寒さ

急な寒さに体が慣れない為だろうか。大腸が弛緩している人をよく見かける。寒さがお腹に負担をかけるのだ。

仰向けのお腹に触れると、大腸の辺りが力無く凹む。なぜか右側の上行結腸がほとんどだ。

内臓には骨格を形造る性質がある。例えば、肺が元気だと、風船で膨らむのと同様に胸郭も膨らむ。子宮が元気だとヒップアップするし、機能が衰えるとお尻は四角くなる。大腸の場合、疲れると骨盤が開く。

骨盤は腸と他の臓器を入れる壺みたいなものだ。
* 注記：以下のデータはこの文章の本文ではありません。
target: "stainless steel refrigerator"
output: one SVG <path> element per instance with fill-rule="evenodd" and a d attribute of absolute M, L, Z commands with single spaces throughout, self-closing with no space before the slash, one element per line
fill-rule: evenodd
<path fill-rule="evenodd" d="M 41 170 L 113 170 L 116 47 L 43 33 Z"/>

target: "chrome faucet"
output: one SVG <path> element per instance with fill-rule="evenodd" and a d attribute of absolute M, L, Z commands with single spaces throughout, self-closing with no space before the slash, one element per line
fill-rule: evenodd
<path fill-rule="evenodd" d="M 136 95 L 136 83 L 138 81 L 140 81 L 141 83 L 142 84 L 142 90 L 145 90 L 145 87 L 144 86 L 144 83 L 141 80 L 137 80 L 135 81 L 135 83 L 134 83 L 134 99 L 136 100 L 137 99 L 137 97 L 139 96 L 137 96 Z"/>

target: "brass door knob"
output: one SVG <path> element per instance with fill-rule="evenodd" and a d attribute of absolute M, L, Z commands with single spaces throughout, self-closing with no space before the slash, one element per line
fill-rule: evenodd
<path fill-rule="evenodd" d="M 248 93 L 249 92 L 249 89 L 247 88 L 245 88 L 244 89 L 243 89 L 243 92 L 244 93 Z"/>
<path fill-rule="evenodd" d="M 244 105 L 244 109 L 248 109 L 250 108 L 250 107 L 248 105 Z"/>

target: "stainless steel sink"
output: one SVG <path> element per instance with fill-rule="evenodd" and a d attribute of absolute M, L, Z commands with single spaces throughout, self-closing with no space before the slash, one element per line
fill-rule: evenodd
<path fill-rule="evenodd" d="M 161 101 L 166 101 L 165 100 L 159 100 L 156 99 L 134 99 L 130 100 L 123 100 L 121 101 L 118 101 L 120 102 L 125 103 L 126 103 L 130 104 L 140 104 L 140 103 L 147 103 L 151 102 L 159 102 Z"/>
ただ、無機物の壺と骨盤が違うのは、中身に合わせてその形を少しだけ変えるところだ。

今回は大腸の右側が弛緩しているので、それに対応する右骨盤が開いている。開くとか閉めるとか言っても、まあ、数ミリの話だから、素人目には判別もつかないだろうが、その数ミリの影響が大きいのだ。目には数ミリの違いなど気にならないだろうが、例えば、直径数ミリのBB弾に触れたら存在感はかなりある。視覚的に捉えるから、分からないだけね。

施術では、右骨盤を閉めるというか、緊張させるというか、そういう方向性で刺激を加える。閉め過ぎてもダメで匙加減がある。すると、あら不思議。大腸に弾力が出る。機能が高まる訳だ。腸閉塞なども骨盤を引き締めておくと繰り返さなくなる。

骨盤の閉め方にも複数の手法があるけれど、最近は手首と足首を刺激する手法に凝っている。手首と足首は骨盤と連動するので、その刺激は骨盤に伝わるのだ。

今週はこの施術ばかりをしていたので、大分、上達した。手首足首を調整しておくと、骨盤だけを閉めるよりも、断然、効果の保ちが良い。自分にも試したけれど、やたらに腰が軽い。この感じは随分と久しぶりだ。何年も前に、落馬して腰を痛めて以来かもしれない。